Why the Cavaliers won the 3-team trade with the Knicks and Thunder
In his letter to announce his return to Cleveland, LeBron James said he hoped to help elevate Dion Waiters's game. Six months later, Waiters is on his way to Oklahoma City as part of a three-team deal involving the Cavaliers, Thunder and New York Knicks.
That says something about Waiters, who couldn't take advantage of a new role with James and Kevin Love in town, drawing attention away from him.
Taking on J.R. Smith and his nearly $6.4-million player option for 2015-16 is hardly a victory - Smith resembles Waiters in his shot selection, allergy to defense and ball-stopping. Plus, Smith's six years older and holds little future upside.
But Smith, the 2013 Sixth Man of the Year, at least offers something right now in the form of 3-point shooting. While Waiters has struggled to knock down threes at a 25.6 percent clip this season and a 32.8 percent clip over his three-year career, Smith has converted over 35 percent of his long-range attempts this season and 37 percent over the last three seasons.
More importantly, the Cavs added Iman Shumpert's defensive ability on the perimeter to a team that entered Monday with the 23rd-ranked defense (105.5 points allowed per 100 possessions) and often struggles to contain dribble-penetration.
The Cavs still need to find a rim protector - and it's a shame they couldn't turn whatever was left of Waiters's trade value into one - but stopping that dribble-penetration is a form of protecting the rim in its own right.
Cleveland also acquired a protected first-round draft pick from OKC, which should be conveyed this June so long as the Thunder continue to surge.
Giving up on Waiters, the No. 4 overall pick in 2012, so soon without addressing the team's biggest area of weakness is a tough pill to swallow, and a reminder of Cleveland's largely poor drafting over the last four years or so. But forgetting for a moment that Waiters was a top-five pick - or that Shumpert will be a restricted free agent this summer - the Cavs traded one disappointing, frustrating player for two better players and a first-round pick likely coming this year.
For a team as invested in win-now mode as Cleveland is, that's a fine haul, and a better one than either New York or Oklahoma City received.

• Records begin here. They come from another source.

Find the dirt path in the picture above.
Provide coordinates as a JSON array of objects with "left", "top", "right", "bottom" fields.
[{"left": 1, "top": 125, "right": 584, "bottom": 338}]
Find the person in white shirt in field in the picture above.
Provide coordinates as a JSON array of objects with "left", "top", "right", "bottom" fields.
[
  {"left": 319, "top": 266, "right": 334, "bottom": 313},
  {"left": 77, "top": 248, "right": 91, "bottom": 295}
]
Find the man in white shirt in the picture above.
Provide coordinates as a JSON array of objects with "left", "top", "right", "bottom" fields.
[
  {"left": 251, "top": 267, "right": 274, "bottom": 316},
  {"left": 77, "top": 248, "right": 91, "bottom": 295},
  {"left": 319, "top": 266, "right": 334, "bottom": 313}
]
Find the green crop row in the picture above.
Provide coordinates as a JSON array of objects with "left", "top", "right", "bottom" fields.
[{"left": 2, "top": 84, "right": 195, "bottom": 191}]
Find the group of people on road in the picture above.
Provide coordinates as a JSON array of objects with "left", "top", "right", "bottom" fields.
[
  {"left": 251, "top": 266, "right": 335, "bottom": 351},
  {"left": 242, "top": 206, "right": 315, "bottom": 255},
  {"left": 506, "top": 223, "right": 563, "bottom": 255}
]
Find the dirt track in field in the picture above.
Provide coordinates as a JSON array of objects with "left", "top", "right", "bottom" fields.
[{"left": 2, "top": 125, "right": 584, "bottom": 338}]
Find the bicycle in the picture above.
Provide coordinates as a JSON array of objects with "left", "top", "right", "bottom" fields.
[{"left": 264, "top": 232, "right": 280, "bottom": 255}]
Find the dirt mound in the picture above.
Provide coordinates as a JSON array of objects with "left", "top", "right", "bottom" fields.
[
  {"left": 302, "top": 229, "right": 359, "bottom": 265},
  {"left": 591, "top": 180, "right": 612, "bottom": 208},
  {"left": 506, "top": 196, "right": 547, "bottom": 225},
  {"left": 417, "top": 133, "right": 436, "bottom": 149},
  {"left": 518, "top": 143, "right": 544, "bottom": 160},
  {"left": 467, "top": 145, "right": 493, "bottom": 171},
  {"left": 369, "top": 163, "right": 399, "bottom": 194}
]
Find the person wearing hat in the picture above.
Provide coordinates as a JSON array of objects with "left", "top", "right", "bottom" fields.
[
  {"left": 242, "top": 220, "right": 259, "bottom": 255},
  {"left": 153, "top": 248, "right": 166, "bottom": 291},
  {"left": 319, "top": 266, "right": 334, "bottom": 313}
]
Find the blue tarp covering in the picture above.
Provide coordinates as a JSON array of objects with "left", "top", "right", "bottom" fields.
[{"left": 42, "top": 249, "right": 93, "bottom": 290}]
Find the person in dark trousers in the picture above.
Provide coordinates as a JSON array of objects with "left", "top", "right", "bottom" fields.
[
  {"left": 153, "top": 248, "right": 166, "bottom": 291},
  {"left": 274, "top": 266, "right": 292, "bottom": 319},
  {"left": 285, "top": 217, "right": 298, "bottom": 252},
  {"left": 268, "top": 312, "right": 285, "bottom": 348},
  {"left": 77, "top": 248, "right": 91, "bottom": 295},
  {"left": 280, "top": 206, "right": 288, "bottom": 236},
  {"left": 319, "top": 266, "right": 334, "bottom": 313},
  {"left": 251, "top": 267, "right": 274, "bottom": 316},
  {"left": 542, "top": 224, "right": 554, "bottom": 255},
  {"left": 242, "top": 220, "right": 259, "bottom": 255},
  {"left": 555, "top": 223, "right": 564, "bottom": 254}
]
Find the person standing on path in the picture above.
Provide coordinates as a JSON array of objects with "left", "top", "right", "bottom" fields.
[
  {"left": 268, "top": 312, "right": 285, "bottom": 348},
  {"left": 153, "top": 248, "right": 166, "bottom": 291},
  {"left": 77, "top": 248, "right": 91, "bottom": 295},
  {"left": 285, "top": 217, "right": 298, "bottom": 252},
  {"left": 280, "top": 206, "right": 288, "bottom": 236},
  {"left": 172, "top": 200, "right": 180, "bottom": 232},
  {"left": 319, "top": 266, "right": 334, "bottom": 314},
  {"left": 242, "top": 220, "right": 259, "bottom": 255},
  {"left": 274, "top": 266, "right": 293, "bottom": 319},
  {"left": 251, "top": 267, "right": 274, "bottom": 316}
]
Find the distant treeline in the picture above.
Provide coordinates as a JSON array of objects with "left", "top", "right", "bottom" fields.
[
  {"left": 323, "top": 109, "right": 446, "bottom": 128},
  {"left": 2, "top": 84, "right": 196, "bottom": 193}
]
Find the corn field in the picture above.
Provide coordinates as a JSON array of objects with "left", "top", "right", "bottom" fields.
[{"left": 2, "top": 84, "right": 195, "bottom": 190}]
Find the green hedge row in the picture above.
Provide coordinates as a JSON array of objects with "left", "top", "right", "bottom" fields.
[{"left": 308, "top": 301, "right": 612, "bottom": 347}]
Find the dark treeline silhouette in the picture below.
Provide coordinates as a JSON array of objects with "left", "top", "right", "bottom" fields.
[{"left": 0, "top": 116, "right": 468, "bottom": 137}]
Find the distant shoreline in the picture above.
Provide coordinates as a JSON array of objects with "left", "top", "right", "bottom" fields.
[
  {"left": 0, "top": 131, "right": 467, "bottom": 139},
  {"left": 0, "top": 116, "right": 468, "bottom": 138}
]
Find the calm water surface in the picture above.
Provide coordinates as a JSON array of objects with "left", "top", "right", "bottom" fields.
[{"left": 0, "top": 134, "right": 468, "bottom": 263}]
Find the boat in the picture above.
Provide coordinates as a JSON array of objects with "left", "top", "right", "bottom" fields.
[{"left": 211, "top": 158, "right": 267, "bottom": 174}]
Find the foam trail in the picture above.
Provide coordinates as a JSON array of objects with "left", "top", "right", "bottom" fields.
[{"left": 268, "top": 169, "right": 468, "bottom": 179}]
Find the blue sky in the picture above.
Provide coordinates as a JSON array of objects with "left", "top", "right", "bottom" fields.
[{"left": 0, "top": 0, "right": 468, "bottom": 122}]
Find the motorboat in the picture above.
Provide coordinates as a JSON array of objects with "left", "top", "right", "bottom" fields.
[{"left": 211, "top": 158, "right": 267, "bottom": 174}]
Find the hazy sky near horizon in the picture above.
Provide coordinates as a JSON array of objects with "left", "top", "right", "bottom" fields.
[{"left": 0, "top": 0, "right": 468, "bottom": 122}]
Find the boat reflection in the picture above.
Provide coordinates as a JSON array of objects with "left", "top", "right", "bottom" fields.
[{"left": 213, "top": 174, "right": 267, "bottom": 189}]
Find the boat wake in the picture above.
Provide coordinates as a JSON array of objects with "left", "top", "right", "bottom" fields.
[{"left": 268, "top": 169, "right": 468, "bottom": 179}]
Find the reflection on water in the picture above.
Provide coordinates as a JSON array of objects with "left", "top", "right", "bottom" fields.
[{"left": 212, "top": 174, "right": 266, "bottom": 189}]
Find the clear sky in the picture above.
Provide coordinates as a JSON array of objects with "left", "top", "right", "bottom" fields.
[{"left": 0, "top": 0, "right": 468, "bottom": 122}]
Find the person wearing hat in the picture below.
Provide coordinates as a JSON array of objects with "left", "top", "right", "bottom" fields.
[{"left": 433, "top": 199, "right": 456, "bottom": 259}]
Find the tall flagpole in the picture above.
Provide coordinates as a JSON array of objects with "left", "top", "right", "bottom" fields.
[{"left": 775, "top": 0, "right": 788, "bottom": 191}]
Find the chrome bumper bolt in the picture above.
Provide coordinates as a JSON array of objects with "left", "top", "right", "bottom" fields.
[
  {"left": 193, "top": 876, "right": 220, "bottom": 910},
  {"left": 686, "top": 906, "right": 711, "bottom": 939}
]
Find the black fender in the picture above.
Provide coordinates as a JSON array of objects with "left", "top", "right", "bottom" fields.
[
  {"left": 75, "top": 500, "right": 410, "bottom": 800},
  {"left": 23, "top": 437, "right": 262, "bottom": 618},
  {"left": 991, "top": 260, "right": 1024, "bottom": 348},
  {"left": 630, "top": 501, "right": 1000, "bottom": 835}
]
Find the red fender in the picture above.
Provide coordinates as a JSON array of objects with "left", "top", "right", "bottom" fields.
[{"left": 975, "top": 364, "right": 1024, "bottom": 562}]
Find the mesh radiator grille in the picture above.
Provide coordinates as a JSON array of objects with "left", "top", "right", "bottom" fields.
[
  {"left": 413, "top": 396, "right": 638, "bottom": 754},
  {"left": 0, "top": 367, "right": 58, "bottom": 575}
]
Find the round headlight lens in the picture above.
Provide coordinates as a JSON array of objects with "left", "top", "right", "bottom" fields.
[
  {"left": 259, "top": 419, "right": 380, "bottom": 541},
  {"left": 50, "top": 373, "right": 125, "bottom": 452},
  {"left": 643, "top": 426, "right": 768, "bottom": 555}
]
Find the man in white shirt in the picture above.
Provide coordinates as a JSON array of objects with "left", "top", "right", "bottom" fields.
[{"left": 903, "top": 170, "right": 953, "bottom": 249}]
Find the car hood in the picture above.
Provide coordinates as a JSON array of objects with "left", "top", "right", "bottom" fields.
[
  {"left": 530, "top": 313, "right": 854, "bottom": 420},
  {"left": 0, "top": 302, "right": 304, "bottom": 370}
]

The Knicks dumped Smith's contract, grabbed a future second-round pick, netted a couple trade exceptions and cleared cap space ahead of a big summer for the franchise. But they also watched Shumpert, once their only valuable young asset, depart without a tangible return.
While the Thunder added some scoring ability, the last thing they need is another ball-stopper to stagnate Scott Brooks's offense, and they shouldn't count on Waiters suddenly knocking down his shots in a system that offers less spacing than Cleveland's. It could be a low-risk, high-reward move for OKC. It could also be seen as giving up a first-round pick for a player who may define subtraction by addition.